The Details by Tegan Bennett Daylight
Reading a book written about reading books involves a certain doubled type of readerly attention and produces an equally doubled readerly experience. That is, you have to keep track of at least two registers and how they interact – the first is the book that you are reading, the second is made up of the books that first book is reading. Okay, this sounds complex. But then, think again, and realise that this is just the reality of a ‘readerly life’ – a life in which the books you read are not just delineated moments but composed in part by, and in constant interaction with, the very texture of life itself.
Novelist and short-story writer Tegan Bennett Daylight’s new memoir, The Details: On Love, Death and Reading, is undeniably a book for readers. There are incisive essays on Helen Garner, George Saunders, J.D. Salinger, Brian Dillon, Charlotte Wood and Jane Austen. Reading Bennett Daylight read these writers, however – and this is why The Details is in no way a straightforward example of literary criticism – is about so much more than books.

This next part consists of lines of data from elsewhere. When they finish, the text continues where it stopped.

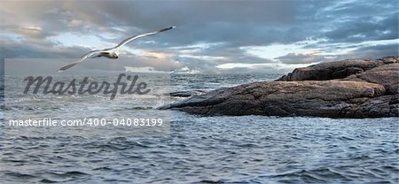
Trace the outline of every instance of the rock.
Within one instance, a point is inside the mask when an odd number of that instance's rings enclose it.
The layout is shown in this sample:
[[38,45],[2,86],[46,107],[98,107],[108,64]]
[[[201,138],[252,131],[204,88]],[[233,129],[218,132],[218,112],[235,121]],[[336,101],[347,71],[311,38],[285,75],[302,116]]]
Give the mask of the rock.
[[[296,80],[253,82],[220,88],[160,109],[203,115],[399,116],[397,57],[345,60],[340,64],[333,62],[312,65],[309,69],[296,69],[308,72],[294,71],[293,73],[296,74],[287,75],[291,76],[290,80]],[[316,73],[323,76],[317,77]],[[318,80],[304,80],[309,78]]]
[[343,79],[352,74],[363,73],[384,64],[399,63],[398,56],[385,57],[380,59],[347,59],[330,63],[321,63],[303,68],[297,68],[293,73],[284,75],[278,80],[326,80]]
[[199,96],[201,94],[206,93],[207,91],[205,90],[192,90],[192,91],[176,91],[176,92],[171,92],[170,96],[171,97],[190,97],[192,96]]
[[395,95],[398,93],[399,88],[399,63],[383,65],[364,73],[350,75],[344,80],[382,84],[387,95]]

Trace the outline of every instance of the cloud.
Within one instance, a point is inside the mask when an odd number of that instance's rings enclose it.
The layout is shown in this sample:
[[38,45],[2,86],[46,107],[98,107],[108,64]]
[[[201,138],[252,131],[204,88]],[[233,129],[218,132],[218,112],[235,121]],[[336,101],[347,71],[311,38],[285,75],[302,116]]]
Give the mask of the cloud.
[[319,54],[289,53],[286,56],[276,58],[275,59],[281,61],[283,64],[312,64],[321,62],[325,58]]
[[[395,54],[389,42],[363,42],[397,40],[398,12],[397,2],[389,0],[6,1],[0,7],[0,57],[77,58],[89,48],[103,49],[132,34],[177,26],[126,45],[121,58],[156,70],[286,68]],[[254,67],[217,67],[234,63]]]

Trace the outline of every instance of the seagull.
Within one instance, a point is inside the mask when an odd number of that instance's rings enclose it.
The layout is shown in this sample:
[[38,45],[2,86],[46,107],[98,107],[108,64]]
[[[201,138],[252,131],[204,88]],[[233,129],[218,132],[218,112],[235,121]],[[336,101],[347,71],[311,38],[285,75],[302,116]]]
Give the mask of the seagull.
[[91,50],[88,53],[86,53],[85,55],[83,55],[81,58],[79,58],[79,60],[74,61],[73,63],[70,63],[67,65],[62,66],[61,68],[59,68],[59,70],[57,70],[58,73],[62,73],[69,68],[71,68],[74,65],[76,65],[80,63],[82,63],[82,61],[85,61],[88,58],[100,58],[100,57],[106,57],[108,58],[113,58],[113,59],[116,59],[119,58],[119,50],[123,46],[128,44],[129,42],[137,39],[137,38],[141,38],[141,37],[145,37],[147,35],[153,35],[155,34],[159,34],[160,32],[164,32],[164,31],[168,31],[170,29],[175,28],[176,27],[170,27],[168,28],[163,28],[158,31],[153,31],[153,32],[147,32],[147,33],[144,33],[144,34],[140,34],[137,35],[133,35],[130,36],[125,40],[123,40],[121,42],[120,42],[118,45],[116,45],[115,47],[113,48],[108,48],[108,49],[105,49],[105,50]]

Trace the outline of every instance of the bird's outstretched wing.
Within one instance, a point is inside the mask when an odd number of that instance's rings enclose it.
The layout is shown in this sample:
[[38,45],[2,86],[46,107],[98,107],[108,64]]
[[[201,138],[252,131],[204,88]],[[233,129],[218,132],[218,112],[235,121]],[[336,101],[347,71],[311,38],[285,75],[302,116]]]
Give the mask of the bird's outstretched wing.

Rather, The Details gives us a window to a life organised through books and writing: as a teacher striving to show students why books are important further to their place on the curriculum; as a parent explaining how books can help influence that impossible choice of the person you want to become; as a lover in dialogue with certain books, learning that perhaps love is the promise of a future for a part of ourselves we do not possess in the present. Books are centred as the present and the future of life – the still point of the turning world.
Books are the past in life, too. Death and grief certainly form a not inconsiderable part of The Details. But what do books do better than bridge that gap between the present and history? A life lived and a life remembered? Bennett Daylight writes with such care, perception and intelligence on this link between what we read and the life we lead – it will be impossible for the readers amongst us not to recognise its significance.